Camp Day 2: Sun, Waves, and Hip Waders

Today was data day! And the weather was much more cooperative than Day 1. Jill and I rode the beach up to Charlotte with the campers after partaking in Harambee again, but with April this time. A few new servant leaders joined each of the groups as well as a few new campers that missed Day 1 due to religious commitments. Today we continued to build our relationships with the campers and grow their identities as scientists. Local news stations came by to take some photos and video of the investigations which got the campers exceptionally excited about being on the news, and being given credit for their work.

We continued to build a meaningful and safe learning environment by including all the campers involved by doing data collection in small groups, so that they got more hands-on experience with the DataHubs, as well as working in small groups before sharing out to the whole team to blend ideas and improve confidence in the campers’ abilities.
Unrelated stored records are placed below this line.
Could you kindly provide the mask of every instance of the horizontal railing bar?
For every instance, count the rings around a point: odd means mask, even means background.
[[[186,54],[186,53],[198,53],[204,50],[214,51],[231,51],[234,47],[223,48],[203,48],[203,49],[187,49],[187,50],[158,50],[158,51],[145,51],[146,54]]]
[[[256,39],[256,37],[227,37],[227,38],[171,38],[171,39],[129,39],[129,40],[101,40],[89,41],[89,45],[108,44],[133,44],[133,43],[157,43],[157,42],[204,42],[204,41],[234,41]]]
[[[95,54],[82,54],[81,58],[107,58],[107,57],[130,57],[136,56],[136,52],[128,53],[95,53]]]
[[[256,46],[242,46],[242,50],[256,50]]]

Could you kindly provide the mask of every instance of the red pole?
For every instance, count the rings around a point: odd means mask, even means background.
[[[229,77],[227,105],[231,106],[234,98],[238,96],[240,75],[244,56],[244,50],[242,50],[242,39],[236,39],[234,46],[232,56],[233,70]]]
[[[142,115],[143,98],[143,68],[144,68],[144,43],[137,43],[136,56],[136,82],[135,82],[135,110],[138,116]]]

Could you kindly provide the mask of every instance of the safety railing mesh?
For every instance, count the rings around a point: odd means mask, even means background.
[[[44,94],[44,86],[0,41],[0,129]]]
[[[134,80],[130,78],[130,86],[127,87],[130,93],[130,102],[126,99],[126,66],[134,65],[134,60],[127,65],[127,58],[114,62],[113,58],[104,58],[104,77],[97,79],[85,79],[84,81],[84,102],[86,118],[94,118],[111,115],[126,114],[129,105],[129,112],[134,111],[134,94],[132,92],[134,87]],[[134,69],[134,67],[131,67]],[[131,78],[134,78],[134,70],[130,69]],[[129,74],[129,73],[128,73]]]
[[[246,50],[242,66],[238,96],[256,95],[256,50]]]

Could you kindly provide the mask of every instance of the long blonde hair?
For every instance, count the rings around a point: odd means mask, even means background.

I, personally, made significant strides with a camper, M, who was very disengaged during day 1 and even more so during day 2. M needed significant prompting to uncover his ideas and thoughts on a topic as well as to build his model. By sharing my ideas between the two of us verbally or textually first M was much more likely to respond to me in a agree/disagree fashion. From this experience I think it’s important to continue one-on-one instruction with M to make sure his voice is heard.

I worked with the two girls in our group to collect data from the six locations pre-selected along the beach (thanks to Eric). Unfortunately our DataHub refused to respond to pressing on its buttons to change the modes for multiple variable collection after one site (for reasons unbeknownst to me) which left my group bagging water samples and getting temperature readings. Here’s to hoping the other groups had better luck than we did.

The day did fly by. Between materials set up, (another huge shout out to Eric), suiting up and down with the waders, vests, gloves, and goggles, model creation, and data collection we were left with barely any time to plate for bacteria but it did get done by the campers before they got their exceptional sandwich lunches and were whisked back to the Freedom School.

As a group we did very well with materials management by prepping in advance the journals, writing materials, and safety equipment for data collection. We also did well staying on time with our activities even after the campers arrived about 20 minutes late, which I guess is a testament to our prep work. As a group we needed more work with accepting different campers participation styles which was evident through M’s work and engagement today.

Individually I am very proud of how I began to break through M’s ‘walls’ (so to speak), I spent a good chunk of time while we were sitting at the picnic tables working with him to get his ideas onto paper. Also, I think I did well helping the girls in my group collect the data while making sure to teach them proper techniques (this was especially evident while plating bacteria at the end of the day). I think I could have worked on my team’s background work today, as well as on my ability to step off the bus and still be up to speed and ready to work with the campers. This I think (/hope) is something that will come with time … and more sleep!